Touchante, c'est également le cas de l'histoire qui, malgré ses airs grotesques, prend un tournant bien plus romantique (et convaincant) qu'avant dans la relation entre Dracula et Mina. Toujours dans cette dichotomie de Dracula et Orlof après la version emplie de frustration de Kinski, on revient donc ici à un être capable d'être beau, attrayant, bien que toujours différent de la gente établie à Londres à cette époque. Cela étant dit, sa nature horrifique tant physique que mentale reste clairement établie - elle est surtout changeante selon ses motivations, ses capacités.
Il est donc plus nuancé, en accord avec les moeurs de la fin des 90's.
Alors que l'aliénation abstraite des lecteurs de l'époque victorienne par une quelconque menace extérieure donnait sa force évocatrice au Dracula de Stoker, et que la transposition des évènements dans une contrée germanique par Murnau quelques années après la Ière Guerre Mondiale lui donnait une nouvelle grille d'interprétations, ici Coppola préfère une évocation plus romantique et déconnectée de la réalité, un simple amour chimérique, mortel mais poétique entre une aristocrate anglaise et un étranger. Les efforts visuels pour entretenir ce cauchemar fiévreux ambulant mais hypnotique contribuent, avec la prestation de Gary Oldman et les multiples maquillages et changements de formes, à rendre chacune de ses apparitions mémorables et à laisser planer une ombre pesante sur les protagonistes lorsqu'il n'est plus à l'écran.

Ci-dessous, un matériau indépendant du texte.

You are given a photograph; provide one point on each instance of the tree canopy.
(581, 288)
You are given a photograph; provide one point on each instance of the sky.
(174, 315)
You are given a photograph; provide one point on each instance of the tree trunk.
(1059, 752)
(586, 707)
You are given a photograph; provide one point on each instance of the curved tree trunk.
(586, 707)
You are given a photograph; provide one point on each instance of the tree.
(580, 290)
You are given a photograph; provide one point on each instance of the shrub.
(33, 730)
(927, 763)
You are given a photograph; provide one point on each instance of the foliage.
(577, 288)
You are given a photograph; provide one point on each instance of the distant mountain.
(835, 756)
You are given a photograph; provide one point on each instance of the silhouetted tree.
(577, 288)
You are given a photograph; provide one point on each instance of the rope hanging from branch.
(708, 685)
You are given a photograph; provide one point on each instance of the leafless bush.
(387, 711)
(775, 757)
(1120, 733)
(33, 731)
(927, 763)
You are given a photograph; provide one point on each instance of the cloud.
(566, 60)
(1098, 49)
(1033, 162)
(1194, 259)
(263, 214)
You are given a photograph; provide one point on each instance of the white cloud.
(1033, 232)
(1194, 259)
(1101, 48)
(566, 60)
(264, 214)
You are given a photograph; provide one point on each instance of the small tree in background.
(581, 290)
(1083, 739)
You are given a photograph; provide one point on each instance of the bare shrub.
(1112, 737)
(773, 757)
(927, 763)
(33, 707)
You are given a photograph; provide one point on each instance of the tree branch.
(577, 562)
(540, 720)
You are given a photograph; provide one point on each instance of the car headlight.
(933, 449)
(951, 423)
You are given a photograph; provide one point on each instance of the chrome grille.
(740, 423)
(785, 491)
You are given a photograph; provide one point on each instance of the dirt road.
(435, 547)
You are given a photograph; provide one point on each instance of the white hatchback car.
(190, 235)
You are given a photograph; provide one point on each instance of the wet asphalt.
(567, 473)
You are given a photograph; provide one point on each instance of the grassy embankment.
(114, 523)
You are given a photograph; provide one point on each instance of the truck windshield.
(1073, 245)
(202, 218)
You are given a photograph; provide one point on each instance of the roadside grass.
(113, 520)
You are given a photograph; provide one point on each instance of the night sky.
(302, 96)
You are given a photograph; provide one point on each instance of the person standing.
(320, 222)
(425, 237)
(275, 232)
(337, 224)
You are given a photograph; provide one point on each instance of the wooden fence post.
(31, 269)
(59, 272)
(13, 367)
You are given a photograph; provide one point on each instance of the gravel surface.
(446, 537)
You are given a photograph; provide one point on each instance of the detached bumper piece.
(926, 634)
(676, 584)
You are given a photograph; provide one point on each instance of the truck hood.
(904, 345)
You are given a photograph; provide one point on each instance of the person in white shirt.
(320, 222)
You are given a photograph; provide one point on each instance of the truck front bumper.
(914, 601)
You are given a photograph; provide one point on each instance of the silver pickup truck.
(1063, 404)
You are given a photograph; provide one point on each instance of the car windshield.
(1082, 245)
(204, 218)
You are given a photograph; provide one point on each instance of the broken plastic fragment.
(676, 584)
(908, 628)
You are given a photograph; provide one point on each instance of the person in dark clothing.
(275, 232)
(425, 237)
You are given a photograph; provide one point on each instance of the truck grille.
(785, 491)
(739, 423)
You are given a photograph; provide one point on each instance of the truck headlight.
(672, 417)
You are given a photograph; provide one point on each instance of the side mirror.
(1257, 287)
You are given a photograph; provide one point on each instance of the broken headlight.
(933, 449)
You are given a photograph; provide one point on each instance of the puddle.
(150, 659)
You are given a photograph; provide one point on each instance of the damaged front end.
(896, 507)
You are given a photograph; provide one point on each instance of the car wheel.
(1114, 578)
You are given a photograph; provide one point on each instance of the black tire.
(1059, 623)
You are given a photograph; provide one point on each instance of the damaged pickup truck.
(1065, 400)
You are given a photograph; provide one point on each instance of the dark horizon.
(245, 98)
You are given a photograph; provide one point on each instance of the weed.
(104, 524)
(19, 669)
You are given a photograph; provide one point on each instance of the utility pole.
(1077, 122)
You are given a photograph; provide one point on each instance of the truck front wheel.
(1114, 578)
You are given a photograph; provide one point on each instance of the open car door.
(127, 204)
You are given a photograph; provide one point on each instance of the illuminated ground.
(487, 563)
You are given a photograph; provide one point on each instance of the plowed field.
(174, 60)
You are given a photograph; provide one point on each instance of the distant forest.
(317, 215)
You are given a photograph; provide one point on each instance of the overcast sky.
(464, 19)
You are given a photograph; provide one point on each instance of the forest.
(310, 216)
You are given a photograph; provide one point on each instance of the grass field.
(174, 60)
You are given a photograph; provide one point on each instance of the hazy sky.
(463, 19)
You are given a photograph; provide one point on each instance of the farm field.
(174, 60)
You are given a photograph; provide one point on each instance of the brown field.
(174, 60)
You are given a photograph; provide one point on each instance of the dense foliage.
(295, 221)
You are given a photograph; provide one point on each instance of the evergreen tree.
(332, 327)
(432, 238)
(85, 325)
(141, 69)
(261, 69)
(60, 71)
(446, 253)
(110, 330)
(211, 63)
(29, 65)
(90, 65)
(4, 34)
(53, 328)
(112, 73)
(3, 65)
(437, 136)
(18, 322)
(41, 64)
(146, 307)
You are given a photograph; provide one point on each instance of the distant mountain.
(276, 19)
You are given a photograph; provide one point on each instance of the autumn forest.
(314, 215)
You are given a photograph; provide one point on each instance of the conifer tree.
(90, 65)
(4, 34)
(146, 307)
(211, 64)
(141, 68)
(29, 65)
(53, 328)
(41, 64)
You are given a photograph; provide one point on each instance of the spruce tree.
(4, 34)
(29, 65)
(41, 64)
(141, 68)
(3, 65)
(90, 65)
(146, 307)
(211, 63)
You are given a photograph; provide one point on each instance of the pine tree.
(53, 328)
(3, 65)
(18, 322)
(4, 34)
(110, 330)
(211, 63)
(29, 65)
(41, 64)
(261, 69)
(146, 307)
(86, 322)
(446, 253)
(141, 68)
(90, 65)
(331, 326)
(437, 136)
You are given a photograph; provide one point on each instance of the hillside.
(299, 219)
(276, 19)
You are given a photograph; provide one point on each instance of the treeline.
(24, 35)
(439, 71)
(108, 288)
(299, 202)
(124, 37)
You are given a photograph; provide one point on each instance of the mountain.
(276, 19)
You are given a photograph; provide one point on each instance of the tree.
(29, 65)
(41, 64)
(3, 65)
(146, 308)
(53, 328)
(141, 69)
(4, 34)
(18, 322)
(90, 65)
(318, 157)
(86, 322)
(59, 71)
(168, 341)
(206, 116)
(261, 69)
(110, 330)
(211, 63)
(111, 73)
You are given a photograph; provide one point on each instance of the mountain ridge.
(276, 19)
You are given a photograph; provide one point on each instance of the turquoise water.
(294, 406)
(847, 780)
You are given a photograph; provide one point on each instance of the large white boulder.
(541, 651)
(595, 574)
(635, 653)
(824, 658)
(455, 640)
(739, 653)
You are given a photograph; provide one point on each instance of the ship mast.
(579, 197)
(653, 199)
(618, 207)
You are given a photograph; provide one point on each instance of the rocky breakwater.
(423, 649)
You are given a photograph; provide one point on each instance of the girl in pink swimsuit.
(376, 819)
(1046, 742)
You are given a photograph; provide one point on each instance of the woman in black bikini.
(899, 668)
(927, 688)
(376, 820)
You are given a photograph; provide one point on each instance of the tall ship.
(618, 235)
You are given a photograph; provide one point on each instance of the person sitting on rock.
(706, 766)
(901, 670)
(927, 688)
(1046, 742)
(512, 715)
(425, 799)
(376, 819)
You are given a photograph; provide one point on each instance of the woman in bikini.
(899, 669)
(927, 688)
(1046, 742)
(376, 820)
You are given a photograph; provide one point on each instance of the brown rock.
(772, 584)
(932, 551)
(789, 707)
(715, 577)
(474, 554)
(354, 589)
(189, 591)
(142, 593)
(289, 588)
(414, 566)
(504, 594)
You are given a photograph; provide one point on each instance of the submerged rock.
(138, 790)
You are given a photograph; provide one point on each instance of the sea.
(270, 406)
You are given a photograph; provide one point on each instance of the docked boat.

Ç'aurait été bien si le reste du casting avait bénéficié d'un tel soin, car malgré la beauté désarmante de Winona Ryder et tout la sympathie que j'ai à l'égard de Keanu Reeves, ni l'une très bancale ni l'autre très mauvais ne sauront obtenir ma clémence avec ce revisionnage, et c'est difficile de ne pas avoir ce sentiment de gâchis quand ils sont si souvent mis aux côtés d'acteurs bien plus compétents qu'eux. Oldman c'est déjà abordé, mais à leurs côtés se tient également un Anthony Hopkins qui m'a davantage amusé que dans mes souvenirs, mais dont la prestation ne me satisfait toujours pas totalement. Le reste fait avec ce qu'il a, parfois même avec une intensité qui ne démérite pas dans ce drama victorien, mais a du mal à réellement jouer un rôle d'importance dans ce triangle amoureux. Tom Waits en Renfield, j'avais totalement oublié. Me suis rappelé pourquoi, mais quel choix de cast intéressant tout de même.
Malgré cela, et en dépit des quelques effets ou décors moins réussis et plus cheap, rien ne pourra me donner envie de considérer le film aussi sommairement que je ne l'avais fait quatre ans plus tôt. D'ailleurs je viens de passer x paragraphes à tenter de prouver le contraire, même si je trouve qu'il a quand même un peu de gras ici et là.
Je sors donc de ce revisionnage bien plus emballé par la version de Coppola, tel un coup de coeur au second rendez-vous.